Page 59 - Speedhorse November 2019
P. 59

                                                                                Multiple stakes winner Ima Reb Hot, shown winning the Oregon Bred Juvenile Championship at Portland Meadows on Oct. 30, 1993.
Multiple stakes winner Check This Reb, shown winning the Malibu Beach Handicap at Los Alamitos Race Course on July 29, 1994.
         “One time we turned this old guy out. It was one of Chris’ horses we called Phil,” Billy continues. “He’d been out on pasture for about a month and a half. Baxter was reading the condition book and he said, ‘Here’s a race for Phil!’ I said, ‘Phil?! He’s been out in the pasture!’ He said, ‘Oh, he’ll be all right.’ We called the farrier and gave Phil a bath, nailed a pair of shoes on him and he won by so far going 350 yards — he’d just needed a little rest.”
One of Andy’s most gratifying years came in 1994 when Check This Reb (Check The Charts- Reb Hot, Ima Easy Reb) came within one horse of qualifying for the All American Futurity. Earlier that year, the gelding won the Portland Meadows Futurity, then crossed the wire first in three of four races at Grants Pass. He then claimed the winner’s circle for the Malibu Beach Handicap
at Los Alamitos. At Ruidoso, he ran second in
the All American trials and second in the first consolation, then hauled back to the Evergreen Futurity-G3 at Sun Downs in Kennewick, Washington, and won that. He won three
more races that year as well. “I think he was the winningest horse in the nation that year,” Andy says. He finished his two-year racing career with a 26-14-4-2 record and $117,551 in earnings.
Check This Reb’s half-brother, Ima Reb Hot (Beda Cheng-Reb Hot, Ima Easy Reb), had outstanding seasons in 1993 and 1994 as well,
winning the Pot O’Gold Futurity, the Far West Futurity Div. 1, the Evergreen, the Oregon-Bred Juvenile Championship (forerunner to Baxter’s namesake race) and the Far West Futurity Div. 2.
In 1994, Ima Reb Hot took the winner’s circle for the Northwest Championship Challenge-G3 at Portland Meadows and the Northwest Derby Challenge at Les Bois Park. In three years on the track, he built a 25-17-1-2 record and earned $121,166.

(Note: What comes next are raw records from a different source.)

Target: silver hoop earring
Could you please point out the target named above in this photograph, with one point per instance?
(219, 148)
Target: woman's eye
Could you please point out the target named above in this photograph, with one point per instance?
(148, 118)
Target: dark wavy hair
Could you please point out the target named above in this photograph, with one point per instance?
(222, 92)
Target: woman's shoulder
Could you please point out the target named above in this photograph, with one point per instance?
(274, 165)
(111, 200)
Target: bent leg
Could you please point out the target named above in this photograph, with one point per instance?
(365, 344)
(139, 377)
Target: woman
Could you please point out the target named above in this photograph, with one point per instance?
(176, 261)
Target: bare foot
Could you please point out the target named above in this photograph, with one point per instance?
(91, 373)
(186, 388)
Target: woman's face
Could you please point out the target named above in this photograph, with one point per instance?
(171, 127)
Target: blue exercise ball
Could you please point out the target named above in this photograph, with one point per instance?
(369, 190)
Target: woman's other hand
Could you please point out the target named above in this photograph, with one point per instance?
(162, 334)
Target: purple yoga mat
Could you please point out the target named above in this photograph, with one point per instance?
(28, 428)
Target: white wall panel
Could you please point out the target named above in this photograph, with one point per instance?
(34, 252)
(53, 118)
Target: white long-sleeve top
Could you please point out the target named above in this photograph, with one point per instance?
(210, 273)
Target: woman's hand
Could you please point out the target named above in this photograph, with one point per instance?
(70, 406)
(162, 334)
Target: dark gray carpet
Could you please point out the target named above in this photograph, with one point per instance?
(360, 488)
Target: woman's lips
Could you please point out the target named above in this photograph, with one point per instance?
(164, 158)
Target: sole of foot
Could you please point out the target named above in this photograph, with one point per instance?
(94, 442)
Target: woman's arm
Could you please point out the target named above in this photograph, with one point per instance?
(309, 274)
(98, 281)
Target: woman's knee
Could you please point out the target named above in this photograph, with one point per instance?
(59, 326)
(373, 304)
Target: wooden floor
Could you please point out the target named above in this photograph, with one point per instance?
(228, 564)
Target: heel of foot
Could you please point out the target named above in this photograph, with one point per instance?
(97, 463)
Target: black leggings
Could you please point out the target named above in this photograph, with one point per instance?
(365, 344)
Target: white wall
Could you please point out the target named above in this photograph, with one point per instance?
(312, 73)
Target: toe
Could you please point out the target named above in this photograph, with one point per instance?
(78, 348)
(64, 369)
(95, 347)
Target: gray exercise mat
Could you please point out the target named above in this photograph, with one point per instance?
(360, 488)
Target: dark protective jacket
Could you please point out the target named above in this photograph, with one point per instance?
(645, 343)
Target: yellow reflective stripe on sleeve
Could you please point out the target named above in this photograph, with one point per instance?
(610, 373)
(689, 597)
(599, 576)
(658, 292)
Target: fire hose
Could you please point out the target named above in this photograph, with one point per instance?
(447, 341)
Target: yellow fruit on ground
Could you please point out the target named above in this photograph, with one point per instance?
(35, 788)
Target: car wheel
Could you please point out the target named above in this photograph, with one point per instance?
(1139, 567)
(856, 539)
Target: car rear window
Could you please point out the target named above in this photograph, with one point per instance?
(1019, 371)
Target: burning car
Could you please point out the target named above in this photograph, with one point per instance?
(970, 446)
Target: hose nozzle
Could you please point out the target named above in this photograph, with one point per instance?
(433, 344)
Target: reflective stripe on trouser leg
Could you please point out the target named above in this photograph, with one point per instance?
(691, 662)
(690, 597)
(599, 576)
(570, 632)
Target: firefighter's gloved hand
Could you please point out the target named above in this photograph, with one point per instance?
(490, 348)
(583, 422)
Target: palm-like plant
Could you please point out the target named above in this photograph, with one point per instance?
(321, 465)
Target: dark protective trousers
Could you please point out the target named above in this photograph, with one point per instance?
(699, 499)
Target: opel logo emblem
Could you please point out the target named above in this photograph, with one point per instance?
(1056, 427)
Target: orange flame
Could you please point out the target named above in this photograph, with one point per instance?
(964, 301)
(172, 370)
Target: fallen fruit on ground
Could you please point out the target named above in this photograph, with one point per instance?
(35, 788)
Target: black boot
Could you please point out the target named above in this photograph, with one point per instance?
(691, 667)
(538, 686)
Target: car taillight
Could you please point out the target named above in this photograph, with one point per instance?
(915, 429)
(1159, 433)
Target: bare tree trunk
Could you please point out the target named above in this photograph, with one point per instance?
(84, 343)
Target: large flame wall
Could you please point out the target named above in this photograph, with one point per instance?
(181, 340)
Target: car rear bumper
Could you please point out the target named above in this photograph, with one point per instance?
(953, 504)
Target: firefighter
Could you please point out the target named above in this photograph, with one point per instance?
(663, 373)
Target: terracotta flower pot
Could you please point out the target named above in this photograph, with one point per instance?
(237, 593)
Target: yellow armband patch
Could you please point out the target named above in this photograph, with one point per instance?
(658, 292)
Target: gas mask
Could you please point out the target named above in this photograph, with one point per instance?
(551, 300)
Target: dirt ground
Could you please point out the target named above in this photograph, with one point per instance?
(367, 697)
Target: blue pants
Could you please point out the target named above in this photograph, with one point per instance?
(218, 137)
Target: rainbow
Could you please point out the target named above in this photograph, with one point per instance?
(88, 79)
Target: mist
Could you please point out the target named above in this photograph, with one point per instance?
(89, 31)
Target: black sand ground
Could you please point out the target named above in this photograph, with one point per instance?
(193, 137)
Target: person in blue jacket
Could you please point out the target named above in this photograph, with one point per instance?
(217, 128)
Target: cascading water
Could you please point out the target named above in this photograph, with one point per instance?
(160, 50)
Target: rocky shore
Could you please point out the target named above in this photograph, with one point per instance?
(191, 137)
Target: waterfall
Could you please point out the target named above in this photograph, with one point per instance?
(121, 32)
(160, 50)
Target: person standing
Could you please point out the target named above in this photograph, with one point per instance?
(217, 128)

Also on Andy’s list of top horses is Fabulous Form (Rare Form-Venice, Easy Jet), who became an AQHA World Champion. “Andy ran her here at Portland a few times, and she was good enough that we sent her to Los Alamitos with Kevin Gould,” Chris says. The mare won 12 of 40 starts, including the Mildred N Vessels Memorial Handicap-G1
and the Z Wayne Griffin Director’s Stakes Division 1-G3, tallying $206,334 from 1996 to 1999.
Through all the years, Andy has followed his heart and spoken his mind. “If it hadn’t been for him, Northwest racing wouldn’t have been what it was,” Billy says. “He had people get mad at him, but they respected him and he and others got things done. And kept the racing going.
“Very few people get to spend their life doing what they love and are successful with it. It’s been his passion and he was able to do it his whole life; that’s a pretty rare thing.”